Desculpem-me se, para encher este resto de papel, acrescento esta narração: Alguns
espíritos por permissão subiram do inferno, e me disseram: "Tu escreveste muitas
cousas pelo Senhor, escreve também alguma cousa por nós." Respondi: "O que
escreverei?" Eles disseram: "Escreve que cada espírito, quer seja bom ou quer seja
mau, está em seu prazer; o bom no prazer de seu bem, e o mau no prazer de seu mal."

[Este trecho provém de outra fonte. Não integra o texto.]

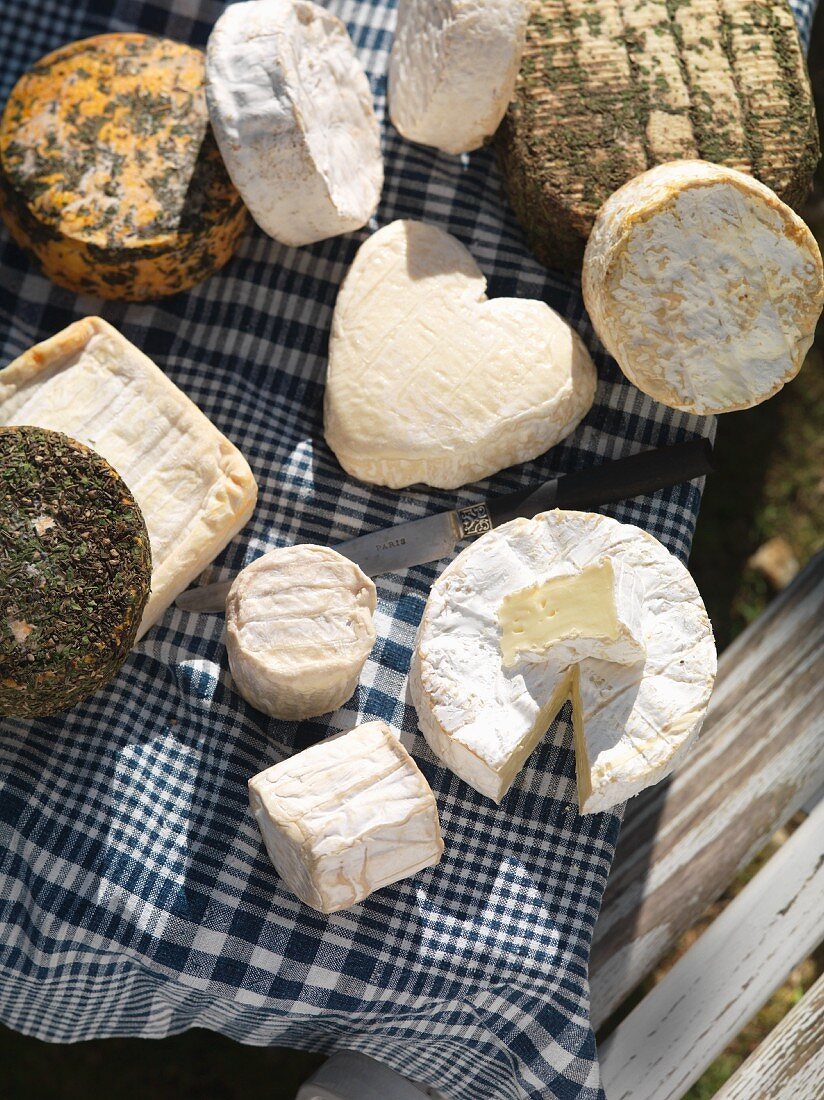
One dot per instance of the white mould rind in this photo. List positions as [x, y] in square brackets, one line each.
[430, 381]
[452, 69]
[299, 630]
[347, 816]
[634, 722]
[293, 114]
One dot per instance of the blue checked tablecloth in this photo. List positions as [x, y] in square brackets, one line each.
[135, 898]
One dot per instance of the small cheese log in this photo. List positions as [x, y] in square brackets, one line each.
[347, 816]
[298, 630]
[608, 89]
[75, 570]
[429, 381]
[109, 173]
[193, 485]
[704, 286]
[452, 69]
[293, 114]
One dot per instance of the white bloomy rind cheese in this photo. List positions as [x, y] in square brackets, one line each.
[430, 381]
[452, 69]
[704, 286]
[292, 111]
[194, 487]
[347, 816]
[298, 630]
[634, 715]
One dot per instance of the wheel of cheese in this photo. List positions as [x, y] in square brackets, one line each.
[298, 630]
[452, 69]
[109, 173]
[75, 571]
[293, 113]
[614, 87]
[704, 286]
[520, 622]
[429, 381]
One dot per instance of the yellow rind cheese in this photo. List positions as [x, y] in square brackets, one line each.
[109, 172]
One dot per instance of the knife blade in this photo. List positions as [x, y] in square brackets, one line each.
[431, 538]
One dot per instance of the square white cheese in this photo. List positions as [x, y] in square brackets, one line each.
[347, 816]
[194, 487]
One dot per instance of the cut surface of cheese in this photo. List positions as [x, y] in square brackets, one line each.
[610, 88]
[430, 381]
[591, 613]
[299, 629]
[704, 286]
[633, 722]
[452, 69]
[293, 114]
[194, 487]
[109, 173]
[347, 816]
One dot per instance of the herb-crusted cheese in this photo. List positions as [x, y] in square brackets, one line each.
[608, 88]
[75, 571]
[109, 173]
[194, 487]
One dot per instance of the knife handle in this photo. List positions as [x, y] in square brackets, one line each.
[608, 482]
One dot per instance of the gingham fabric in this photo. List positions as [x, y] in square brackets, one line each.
[135, 897]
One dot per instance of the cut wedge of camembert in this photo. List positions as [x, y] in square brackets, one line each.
[298, 630]
[194, 487]
[452, 69]
[347, 816]
[430, 381]
[629, 645]
[292, 111]
[704, 286]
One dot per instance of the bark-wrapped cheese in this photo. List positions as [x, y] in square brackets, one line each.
[75, 571]
[109, 173]
[608, 89]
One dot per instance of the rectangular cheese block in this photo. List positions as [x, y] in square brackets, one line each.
[347, 816]
[194, 487]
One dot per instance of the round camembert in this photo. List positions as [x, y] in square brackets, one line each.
[452, 69]
[704, 286]
[293, 113]
[568, 605]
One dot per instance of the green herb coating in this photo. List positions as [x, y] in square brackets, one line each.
[75, 571]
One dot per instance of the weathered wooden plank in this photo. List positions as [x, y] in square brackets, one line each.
[789, 1065]
[760, 758]
[668, 1041]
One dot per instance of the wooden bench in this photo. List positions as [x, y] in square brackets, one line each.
[760, 759]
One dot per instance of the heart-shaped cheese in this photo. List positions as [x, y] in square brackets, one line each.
[429, 381]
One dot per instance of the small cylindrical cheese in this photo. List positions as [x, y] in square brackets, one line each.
[298, 630]
[347, 816]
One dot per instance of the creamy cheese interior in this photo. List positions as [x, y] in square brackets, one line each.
[559, 608]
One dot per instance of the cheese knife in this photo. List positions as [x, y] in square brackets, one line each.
[431, 538]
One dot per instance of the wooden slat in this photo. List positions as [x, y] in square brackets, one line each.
[669, 1040]
[760, 758]
[789, 1065]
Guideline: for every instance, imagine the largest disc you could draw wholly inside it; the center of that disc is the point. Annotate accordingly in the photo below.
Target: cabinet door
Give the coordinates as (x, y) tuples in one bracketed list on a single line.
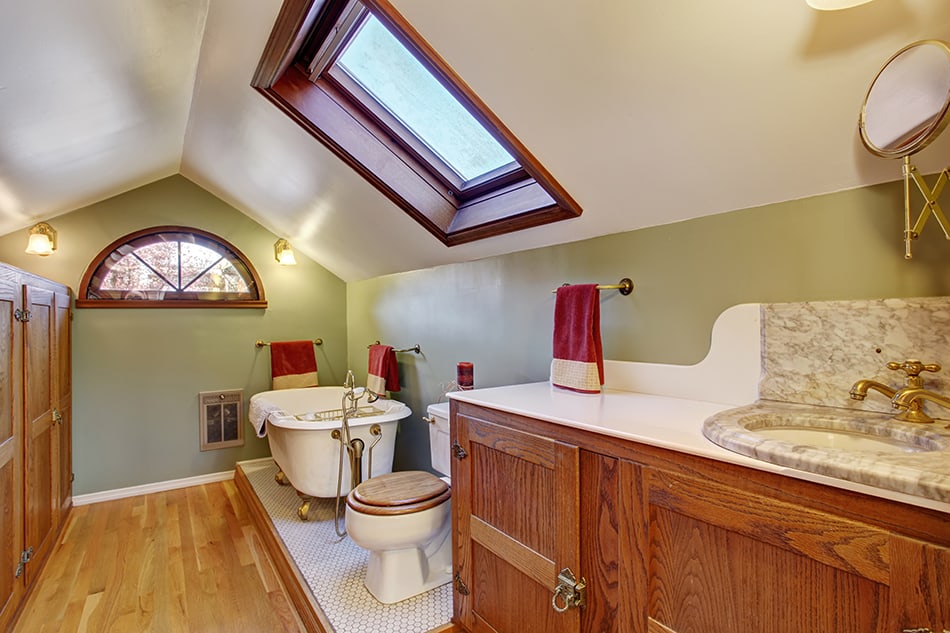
[(62, 405), (38, 349), (11, 424), (516, 515), (721, 559)]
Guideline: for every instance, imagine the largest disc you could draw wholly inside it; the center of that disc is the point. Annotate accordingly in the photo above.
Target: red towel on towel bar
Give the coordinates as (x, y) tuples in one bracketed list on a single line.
[(293, 364), (383, 371), (578, 354)]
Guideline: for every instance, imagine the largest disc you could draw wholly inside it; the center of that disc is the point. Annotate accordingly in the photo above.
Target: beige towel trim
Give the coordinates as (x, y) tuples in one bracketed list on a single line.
[(575, 374), (376, 384), (295, 381)]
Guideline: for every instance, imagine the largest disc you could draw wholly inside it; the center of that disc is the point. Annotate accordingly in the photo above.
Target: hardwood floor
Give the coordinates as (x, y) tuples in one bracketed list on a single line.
[(187, 560)]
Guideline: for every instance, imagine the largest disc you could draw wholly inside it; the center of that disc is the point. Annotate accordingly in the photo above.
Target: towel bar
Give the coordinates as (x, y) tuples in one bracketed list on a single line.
[(625, 286), (259, 343), (415, 349)]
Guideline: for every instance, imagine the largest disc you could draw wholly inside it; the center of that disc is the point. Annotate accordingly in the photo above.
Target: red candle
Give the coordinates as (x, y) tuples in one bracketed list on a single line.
[(466, 375)]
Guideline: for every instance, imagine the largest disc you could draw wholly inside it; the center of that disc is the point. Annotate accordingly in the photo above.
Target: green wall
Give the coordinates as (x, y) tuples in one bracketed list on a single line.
[(498, 312), (137, 372)]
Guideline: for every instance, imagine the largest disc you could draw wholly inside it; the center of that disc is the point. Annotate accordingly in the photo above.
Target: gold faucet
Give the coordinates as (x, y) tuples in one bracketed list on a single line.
[(909, 399)]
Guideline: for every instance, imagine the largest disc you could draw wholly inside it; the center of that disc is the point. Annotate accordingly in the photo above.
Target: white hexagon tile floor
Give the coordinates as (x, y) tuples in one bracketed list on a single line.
[(335, 568)]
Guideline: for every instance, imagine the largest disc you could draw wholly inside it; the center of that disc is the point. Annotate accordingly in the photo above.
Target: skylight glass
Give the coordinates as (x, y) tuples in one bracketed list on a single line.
[(398, 82)]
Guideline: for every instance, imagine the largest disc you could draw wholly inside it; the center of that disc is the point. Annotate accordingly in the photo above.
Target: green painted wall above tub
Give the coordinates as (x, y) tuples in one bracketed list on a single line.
[(498, 312), (138, 372)]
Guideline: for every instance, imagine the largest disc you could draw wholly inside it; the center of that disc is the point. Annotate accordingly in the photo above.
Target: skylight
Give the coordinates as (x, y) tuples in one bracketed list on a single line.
[(364, 83), (398, 82)]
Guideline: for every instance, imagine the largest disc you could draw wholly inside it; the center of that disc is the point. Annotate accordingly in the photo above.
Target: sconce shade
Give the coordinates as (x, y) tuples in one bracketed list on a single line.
[(42, 240), (834, 5), (284, 253)]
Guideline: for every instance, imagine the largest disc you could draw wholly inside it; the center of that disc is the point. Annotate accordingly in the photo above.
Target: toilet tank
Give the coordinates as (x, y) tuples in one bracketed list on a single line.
[(439, 437)]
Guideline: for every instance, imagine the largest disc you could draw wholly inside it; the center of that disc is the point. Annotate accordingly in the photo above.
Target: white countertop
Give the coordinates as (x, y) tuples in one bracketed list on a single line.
[(662, 421)]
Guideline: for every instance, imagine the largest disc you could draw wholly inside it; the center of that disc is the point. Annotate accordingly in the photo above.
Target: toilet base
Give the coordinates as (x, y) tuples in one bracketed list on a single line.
[(396, 575)]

Fiz esta pergunta: "Qual é o vosso. prazer?" Disseram que era o prazer de cometer
adultério, de roubar, de fraudar, de mentir. E de novo perguntei: "O que são esses
prazeres?" Eles disseram: "São sentidos pelos outros como fedores de excrementos,
como infecções cadaverosas, e como odores de urinas infectas." Eu disse: "Estão aí
cousas agradáveis para vós?" Disseram: "Muito agradáveis." Eu disse: "Então sois
como bestas imundas, que vivem em semelhantes porcarias." Responderam: "Se o
somos, o somos, mas estes odores são as delícias de nossas narinas." Perguntei:
"Que escreverei mais de vós?" Disseram: "Isto, que é permitido a cada um estar em
seu prazer, mesmo o mais imundo, assim como o chamam, desde que não infeste nem
os bons espíritos, nem os anjos; mas como não podemos deixar de infestá-los, fomos
expulsos e precipitados no inferno, onde sofremos cruelmente." Eu disse: "Por que
infestastes os bons?" Responderam que não puderam deixar de fazê-lo; é como um
furor que se apodera deles, quando vêem algum anjo, e sentem a esfera divina que o
cerca. Então eu disse: "Por conseqüência sois também como bestas ferozes." Ouvindo
estas palavras, sobreveio-lhes um furor, que apareceu como o fogo do ódio, e para que
não causassem dano, foram remergulhados no inferno. Sobre os prazeres sentidos
como odores e como fedores no Mundo espiritual, ver acima, nºs 303, 304, 305, 324.